Tokenization
The universal dependency annotation is based on a lexicalist view of syntax, which means that dependency relations hold between words. Hence, morphological features are encoded as properties of words and there is no attempt at segmenting words into morphemes. However, it is important to note that the basic units of annotation are syntactic words (not phonological or orthographic words), which means that we systematically want to split off clitics, as in Spanish dámelo = da me lo, and undo contractions, as in French au = à le. (In principle, the lexicalist view could also be taken to imply that certain multiword annotations should be treated as single words in the annotation. So far, however, multiword expressions are annotated as such using special dependency relations, rather than by collapsing multiple tokens into one.)
Since word segmentation in general is a non-trivial task in many languages, and since the usefulness of tools trained on treebank data ultimately depends on how well the word segmentation can be reproduced for new data, it is important to document the principles of word segmentation for each language.
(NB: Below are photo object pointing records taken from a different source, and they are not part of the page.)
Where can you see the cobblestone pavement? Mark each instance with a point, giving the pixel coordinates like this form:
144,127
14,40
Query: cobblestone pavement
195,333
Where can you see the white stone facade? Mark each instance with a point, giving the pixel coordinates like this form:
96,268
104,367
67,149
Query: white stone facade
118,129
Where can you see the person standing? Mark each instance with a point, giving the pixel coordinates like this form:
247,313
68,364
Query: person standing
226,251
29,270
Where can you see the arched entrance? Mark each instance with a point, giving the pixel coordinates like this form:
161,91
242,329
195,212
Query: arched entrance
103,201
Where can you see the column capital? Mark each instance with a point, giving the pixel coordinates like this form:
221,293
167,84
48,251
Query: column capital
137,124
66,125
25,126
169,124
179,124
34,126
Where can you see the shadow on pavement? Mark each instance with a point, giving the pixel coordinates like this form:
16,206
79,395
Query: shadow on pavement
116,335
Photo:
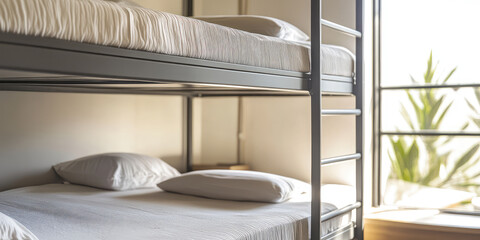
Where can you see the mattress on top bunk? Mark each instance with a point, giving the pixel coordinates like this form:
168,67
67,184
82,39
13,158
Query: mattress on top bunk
126,26
65,211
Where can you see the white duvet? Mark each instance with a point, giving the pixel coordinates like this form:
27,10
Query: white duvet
63,211
122,25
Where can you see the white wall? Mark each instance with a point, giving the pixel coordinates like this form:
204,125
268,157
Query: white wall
38,130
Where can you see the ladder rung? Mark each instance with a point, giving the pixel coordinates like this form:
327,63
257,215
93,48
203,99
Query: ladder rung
341,28
333,112
331,160
340,211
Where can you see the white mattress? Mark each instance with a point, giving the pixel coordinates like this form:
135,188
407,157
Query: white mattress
121,25
64,211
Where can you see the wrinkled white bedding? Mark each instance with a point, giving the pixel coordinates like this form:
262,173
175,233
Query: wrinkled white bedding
126,26
64,211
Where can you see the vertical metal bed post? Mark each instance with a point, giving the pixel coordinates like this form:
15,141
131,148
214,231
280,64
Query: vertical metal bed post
188,132
316,118
358,91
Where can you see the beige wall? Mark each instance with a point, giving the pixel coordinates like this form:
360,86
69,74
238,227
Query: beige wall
276,137
216,130
38,130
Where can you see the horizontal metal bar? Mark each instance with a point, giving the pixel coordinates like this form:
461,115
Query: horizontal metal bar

The nature of this documentation will vary from one language to the next, depending on properties of the language and the writing system. For languages where word segmentation can be performed by a simple script given white-space and punctuation, only the words need to be represented in the treebank. For languages not using white-space at all, such as Chinese and Japanese, a complex word segmentation algorithm has to be employed, but there is no need to represent the basic character sequence in the treebank since it is completely recoverable from the word representation. By contrast, in languages where the mapping between white-space delimited tokens and syntactic words is highly ambiguous, such as Arabic and Hebrew, we provide the option of including both tokens and words in the treebank using a two-level indexing scheme described in the CoNLL-U format section. The morphological and syntactic annotation is only defined at the word level, but a heuristic mapping to the token level can usually be provided.
Language-specific extensions to this documentation must describe how tokenization and word segmentation has been performed for each language (including references to standard tokenization schemes if any), whether the treebank includes (multiword) tokens as well as words, and what types of white-space separated tokens are split into multiple words (if any).